Autonomie des universités

On doit noter aussi que certaines mobilisations étudiantes ont pu avoir lieu – et parvenir à un certain succès – sans qu’il ait eu une large convergence de luttes. On peut en prendre pour exemple celles qui sont apparues dans le cadre de l’application de la Loi relative aux libertés et responsabilités des universités (LRU), appelée aussi « loi sur l’autonomie des universités », et votée le 10 août 2007.

La question de l’autonomie des universités était l’une des mesures phares de la « rupture » invoquée par Nicolas Sarkozy pour son élection à la présidence de la République. Le texte initial est très contesté par l’UNEF et la FAGE. Dans un souci d’apaisement, Nicolas Sarkozy en avait fait retirer les points les plus polémiques dans la version présentée le 4 juillet 2007 en Conseil des ministres.

Mais la loi élargit les possibilités, pour les universités, de recourir à des fonds privés, notamment par le biais de créations de fondations universitaires. Cette disposition cristallise les inquiétudes de « désengagement financier de l’État » exprimées par nombre d’étudiants dans des assemblées générales qui se multiplient à l’automne 2007. En novembre, une majorité d’universités se retrouvent partiellement ou totalement en grève voire bloquées.

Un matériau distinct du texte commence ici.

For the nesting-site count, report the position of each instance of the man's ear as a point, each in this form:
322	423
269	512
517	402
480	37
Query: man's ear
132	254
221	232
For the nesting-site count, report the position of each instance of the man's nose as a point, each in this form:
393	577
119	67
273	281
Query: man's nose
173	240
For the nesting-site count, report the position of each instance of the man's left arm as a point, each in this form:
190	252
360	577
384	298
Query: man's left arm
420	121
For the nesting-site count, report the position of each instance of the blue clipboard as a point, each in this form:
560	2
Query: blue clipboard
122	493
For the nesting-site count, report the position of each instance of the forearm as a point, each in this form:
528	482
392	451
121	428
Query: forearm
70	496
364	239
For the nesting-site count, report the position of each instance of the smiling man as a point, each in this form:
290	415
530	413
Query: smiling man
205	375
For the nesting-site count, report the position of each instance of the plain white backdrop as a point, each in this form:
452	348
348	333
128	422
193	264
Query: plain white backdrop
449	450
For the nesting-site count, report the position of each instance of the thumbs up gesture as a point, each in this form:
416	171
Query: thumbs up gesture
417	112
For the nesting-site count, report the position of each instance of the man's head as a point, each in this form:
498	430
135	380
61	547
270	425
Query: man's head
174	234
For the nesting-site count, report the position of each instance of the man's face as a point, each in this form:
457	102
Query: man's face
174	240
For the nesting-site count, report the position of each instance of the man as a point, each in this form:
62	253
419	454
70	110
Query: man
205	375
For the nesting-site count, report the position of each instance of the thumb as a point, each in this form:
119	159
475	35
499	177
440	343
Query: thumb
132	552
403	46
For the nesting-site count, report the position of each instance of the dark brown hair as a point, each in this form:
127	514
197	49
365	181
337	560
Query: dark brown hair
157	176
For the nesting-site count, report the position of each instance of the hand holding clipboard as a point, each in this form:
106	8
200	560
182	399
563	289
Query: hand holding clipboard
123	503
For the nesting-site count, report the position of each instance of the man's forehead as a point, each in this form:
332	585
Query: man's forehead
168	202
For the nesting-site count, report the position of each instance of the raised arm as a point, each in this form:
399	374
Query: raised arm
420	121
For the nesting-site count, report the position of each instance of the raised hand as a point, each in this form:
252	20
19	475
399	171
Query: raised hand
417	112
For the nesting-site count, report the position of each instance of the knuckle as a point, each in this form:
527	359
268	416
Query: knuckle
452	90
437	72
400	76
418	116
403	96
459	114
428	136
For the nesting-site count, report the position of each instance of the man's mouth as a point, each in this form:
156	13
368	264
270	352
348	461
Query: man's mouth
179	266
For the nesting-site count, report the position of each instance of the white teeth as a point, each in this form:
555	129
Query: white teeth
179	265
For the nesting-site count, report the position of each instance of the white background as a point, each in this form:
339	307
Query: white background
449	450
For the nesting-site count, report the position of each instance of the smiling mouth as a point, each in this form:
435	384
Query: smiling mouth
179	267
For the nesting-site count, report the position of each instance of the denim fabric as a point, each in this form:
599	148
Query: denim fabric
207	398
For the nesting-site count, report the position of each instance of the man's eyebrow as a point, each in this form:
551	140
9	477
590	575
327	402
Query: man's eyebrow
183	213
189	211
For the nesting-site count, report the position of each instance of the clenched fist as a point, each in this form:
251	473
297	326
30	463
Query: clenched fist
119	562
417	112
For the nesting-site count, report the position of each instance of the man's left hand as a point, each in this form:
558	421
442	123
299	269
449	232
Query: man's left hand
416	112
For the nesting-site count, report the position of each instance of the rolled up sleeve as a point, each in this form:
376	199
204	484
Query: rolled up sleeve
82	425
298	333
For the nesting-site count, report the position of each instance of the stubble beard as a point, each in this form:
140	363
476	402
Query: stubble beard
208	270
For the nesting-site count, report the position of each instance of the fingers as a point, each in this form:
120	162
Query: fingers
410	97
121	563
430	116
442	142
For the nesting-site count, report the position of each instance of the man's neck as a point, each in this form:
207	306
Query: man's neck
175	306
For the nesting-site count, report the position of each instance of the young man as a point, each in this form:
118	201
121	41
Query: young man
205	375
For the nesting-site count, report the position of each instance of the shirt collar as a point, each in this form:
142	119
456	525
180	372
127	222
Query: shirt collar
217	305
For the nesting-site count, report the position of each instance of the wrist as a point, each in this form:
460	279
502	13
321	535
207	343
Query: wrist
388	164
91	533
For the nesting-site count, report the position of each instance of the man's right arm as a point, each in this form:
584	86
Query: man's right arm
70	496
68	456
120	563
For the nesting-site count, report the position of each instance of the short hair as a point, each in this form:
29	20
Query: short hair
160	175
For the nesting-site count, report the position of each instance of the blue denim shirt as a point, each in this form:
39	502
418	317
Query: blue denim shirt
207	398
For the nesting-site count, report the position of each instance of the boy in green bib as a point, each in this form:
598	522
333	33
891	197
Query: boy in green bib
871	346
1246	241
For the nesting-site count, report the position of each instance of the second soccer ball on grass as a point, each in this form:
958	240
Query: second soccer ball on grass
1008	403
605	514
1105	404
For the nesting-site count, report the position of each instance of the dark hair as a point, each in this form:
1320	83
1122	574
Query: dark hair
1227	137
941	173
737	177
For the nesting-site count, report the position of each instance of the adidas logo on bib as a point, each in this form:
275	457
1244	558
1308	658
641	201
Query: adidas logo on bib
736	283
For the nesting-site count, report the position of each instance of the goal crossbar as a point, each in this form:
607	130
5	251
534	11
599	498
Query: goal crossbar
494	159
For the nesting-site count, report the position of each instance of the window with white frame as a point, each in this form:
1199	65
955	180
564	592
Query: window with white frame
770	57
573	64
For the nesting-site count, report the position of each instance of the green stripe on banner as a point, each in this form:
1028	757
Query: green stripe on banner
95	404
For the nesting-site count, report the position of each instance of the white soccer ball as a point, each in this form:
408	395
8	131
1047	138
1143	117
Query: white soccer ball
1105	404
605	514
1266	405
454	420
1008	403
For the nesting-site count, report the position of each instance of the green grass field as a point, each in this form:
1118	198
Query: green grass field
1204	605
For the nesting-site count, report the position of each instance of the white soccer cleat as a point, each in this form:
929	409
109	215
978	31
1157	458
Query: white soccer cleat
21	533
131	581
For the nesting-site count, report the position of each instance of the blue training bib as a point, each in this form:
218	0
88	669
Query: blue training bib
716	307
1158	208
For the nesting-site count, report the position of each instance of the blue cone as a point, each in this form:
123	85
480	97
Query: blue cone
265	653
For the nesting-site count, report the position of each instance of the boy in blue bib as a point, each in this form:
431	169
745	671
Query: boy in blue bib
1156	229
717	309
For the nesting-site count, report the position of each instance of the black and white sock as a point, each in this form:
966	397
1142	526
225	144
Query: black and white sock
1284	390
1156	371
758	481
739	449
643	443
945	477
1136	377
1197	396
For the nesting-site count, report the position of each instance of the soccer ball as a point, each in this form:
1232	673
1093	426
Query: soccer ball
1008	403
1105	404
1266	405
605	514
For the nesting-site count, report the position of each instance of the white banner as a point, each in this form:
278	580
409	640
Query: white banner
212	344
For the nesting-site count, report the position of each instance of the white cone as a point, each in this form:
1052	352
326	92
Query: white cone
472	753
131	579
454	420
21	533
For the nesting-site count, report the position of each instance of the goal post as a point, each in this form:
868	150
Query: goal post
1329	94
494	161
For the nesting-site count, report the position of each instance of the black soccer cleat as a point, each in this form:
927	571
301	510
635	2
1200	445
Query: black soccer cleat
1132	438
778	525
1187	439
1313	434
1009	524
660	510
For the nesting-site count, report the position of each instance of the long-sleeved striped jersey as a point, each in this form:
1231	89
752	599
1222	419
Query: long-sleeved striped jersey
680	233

Face à l’accusation de désengagement, le premier ministre François Fillon signe le 28 novembre 2007, avec la Conférence des présidents d’université, le lancement d’un « contrat pour la réussite des universités » qui prévoit cinq milliards d’euros supplémentaires en cinq ans.

La ministre de l’Enseignement supérieur, Valérie Pécresse, choisit alors d’accélérer les deux réformes très attendues de la « réussite en licence » et surtout des bourses. Le principal syndicat étudiant, l’UNEF, se retire de la coordination nationale qui organisait les luttes étudiantes. La mobilisation faiblit puis s’arrête sur ce certain succès.

Annonce du plan « Réussite en licence » en 2007.

Plan social étudiant

Il arrive aussi que des syndicats étudiants et/ou des mobilisations étudiantes parviennent à des avancées sans qu’il y ait recours à des types de mobilisations aussi intensives, surtout pour ce qui concerne les aspects sociaux de la condition étudiante.

C’est le cas durant l’été 2010 : l’UNEF lance alors une pétition face à l’annonce de la suppression gouvernementale du cumul par les étudiants entre les APL (aides au logement) et la demi-part fiscale. A la suite de quoi, le gouvernement décide le 26 août l’abandon du projet ainsi que la mise en place d’un dixième mois de bourse pour les étudiants, une mesure réclamée de longue date par l’UNEF.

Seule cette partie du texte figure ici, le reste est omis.